Towards True Detail Restoration for Super-Resolution: A Benchmark and a Quality Metric
This addresses the issue of detail accuracy in super-resolution for applications requiring reliable object identification, though it is incremental as it builds on existing SR research.
The authors tackled the problem of super-resolution models incorrectly restoring details like digits or faces, which can cause errors in object detection, by developing a benchmark based on a video dataset to assess 32 recent models and creating an objective quality metric that outperforms others in correlating with subjective scores.

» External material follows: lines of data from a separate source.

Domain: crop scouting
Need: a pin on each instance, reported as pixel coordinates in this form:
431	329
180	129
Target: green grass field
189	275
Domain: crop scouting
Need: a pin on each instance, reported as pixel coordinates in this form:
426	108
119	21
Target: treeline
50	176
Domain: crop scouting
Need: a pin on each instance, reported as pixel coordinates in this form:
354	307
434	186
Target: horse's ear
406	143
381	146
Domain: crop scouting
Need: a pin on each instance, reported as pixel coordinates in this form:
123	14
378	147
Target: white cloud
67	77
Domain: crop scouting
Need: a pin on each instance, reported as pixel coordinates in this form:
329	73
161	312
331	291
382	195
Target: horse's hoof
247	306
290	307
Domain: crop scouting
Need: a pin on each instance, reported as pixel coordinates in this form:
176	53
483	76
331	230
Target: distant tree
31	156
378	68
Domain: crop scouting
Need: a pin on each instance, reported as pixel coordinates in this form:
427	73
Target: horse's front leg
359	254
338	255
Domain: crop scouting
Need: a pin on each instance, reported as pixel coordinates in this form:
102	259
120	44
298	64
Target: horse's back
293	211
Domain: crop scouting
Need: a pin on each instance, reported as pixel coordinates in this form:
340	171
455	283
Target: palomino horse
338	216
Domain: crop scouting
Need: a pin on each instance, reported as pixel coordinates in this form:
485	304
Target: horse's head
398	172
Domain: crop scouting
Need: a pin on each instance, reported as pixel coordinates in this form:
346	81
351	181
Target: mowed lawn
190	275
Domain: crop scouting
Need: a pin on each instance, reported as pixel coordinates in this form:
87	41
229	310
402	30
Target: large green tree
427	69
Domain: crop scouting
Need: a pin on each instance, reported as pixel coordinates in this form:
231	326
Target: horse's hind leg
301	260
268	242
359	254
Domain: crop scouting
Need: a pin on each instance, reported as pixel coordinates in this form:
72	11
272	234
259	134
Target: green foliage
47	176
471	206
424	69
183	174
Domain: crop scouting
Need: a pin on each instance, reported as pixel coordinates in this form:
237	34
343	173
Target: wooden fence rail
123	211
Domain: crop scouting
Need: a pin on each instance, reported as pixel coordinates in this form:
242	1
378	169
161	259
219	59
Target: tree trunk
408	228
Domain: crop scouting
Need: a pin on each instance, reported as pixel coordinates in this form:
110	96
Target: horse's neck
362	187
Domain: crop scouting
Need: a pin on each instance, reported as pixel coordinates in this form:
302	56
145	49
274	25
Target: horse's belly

Super-resolution (SR) has become a widely researched topic in recent years. SR methods can improve overall image and video quality and create new possibilities for further content analysis. But the SR mainstream focuses primarily on increasing the naturalness of the resulting image despite potentially losing context accuracy. Such methods may produce an incorrect digit, character, face, or other structural object even though they otherwise yield good visual quality. Incorrect detail restoration can cause errors when detecting and identifying objects both manually and automatically. To analyze the detail-restoration capabilities of image and video SR models, we developed a benchmark based on our own video dataset, which contains complex patterns that SR models generally fail to correctly restore. We assessed 32 recent SR models using our benchmark and compared their ability to preserve scene context. We also conducted a crowd-sourced comparison of restored details and developed an objective assessment metric that outperforms other quality metrics by correlation with subjective scores for this task. In conclusion, we provide a deep analysis of benchmark results that yields insights for future SR-based work.